Cette question est légitime, car nous sommes encore nombreux au Québec à avoir vécu sous la gouverne de politiciens doués qui savaient gouverner.
Jean Lesage, Robert Bourassa, René Lévesque, Jacques Parizeau, Lucien Bouchard, Bernard Landry, Jean Charest étaient des premiers ministres habités par la politique. Ils proposaient des visions du Québec, différentes certes, mais tous avaient le sens de l’État. Tous inscrivaient leur action dans le nationalisme, qui a permis au Québec de se définir comme société distincte.
Fédéralistes ou souverainistes, ils ont travaillé avec sincérité pour le Québec qu’ils portaient dans leur cœur. Dans des moments de crise, d’affrontements avec Ottawa, chacun avait en tête l’intérêt supérieur de la nation.
Continuité
Seuls les Québécois aveuglés par leur partisanerie refusent de reconnaître une forme de continuité dans le parcours, parfois cahoteux, souvent dramatique, exaltant pour tous, de ces premiers ministres dont aucun n’était par ailleurs parfait.
Tous les premiers ministres cités plus haut ont cependant partagé une qualité commune. Ils aimaient les Québécois.
Notre peuple est difficile à gouverner, certes, mais il est attachant, trouble-fête, ambivalent, émotif. Personne n’est en droit de le considérer avec dédain et de l’accuser de tous les mots en « phobe ». Les Québécois ne méritent surtout pas un premier ministre qui les traite avec hauteur, qui s’exclut de la tradition nationaliste et donne l’impression qu’il leur est supérieur. Hélas ! c’est la perception que l’on a de Philippe Couillard.

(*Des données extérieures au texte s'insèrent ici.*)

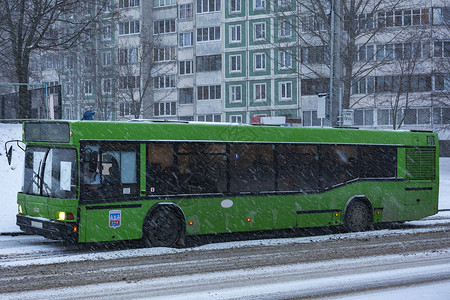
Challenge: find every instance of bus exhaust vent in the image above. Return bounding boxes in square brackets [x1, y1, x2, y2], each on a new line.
[406, 148, 436, 180]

L’homme a bien sûr des qualités personnelles appréciées par ses proches. Mais il rompt avec la tradition politique québécoise. On a le sentiment qu’il éprouve un malaise devant ce qu’il faut encore définir comme les « de souche », c’est-à-dire le peuple qui a historiquement et sociologiquement développé cette colonie française. Le peuple qui s’est développé aussi grâce à tous ces immigrants qui depuis la fin du XIXe siècle se sont greffés à lui non sans difficulté, mais surtout avec courage et une volonté de s’intégrer à la majorité francophone.
Bourassa
Le premier ministre Couillard — est-ce parce qu’il est trop doué ? — donne à penser qu’il est toujours au-dessus de la mêlée. Et lorsqu’il tente de parler « peuple » en déconstruisant parfois sa langue et la truffant de quelques jurons, cela sonne faux. Robert Bourassa, qui n’était pas un homme extroverti dont on sentait aussi la timidité et une difficulté à exprimer les émotions, était habité par une passion dévorante. Le Québec lui tenait à cœur et les Québécois l’émouvaient. Il était un bâtisseur de ces cathédrales que sont nos grands barrages. Il n’a pas géré le Québec — il l’a gouverné, et pour l’avenir.
Philippe Couillard ne semble pas avoir saisi la dimension symbolique de sa fonction. Le premier ministre se révèle tel qu’en lui-même sur la question identitaire en culpabilisant la majorité francophone et en refusant d’entendre ses inquiétudes. Et pire, les défenseurs de la langue semblent l’agacer avec leur combat qui serait dépassé.
Un peuple ne se résume pas à un budget bien géré. Le progrès économique n’annule pas les malaises sociaux. Et la culture n’est pas qu’affaire de chiffres.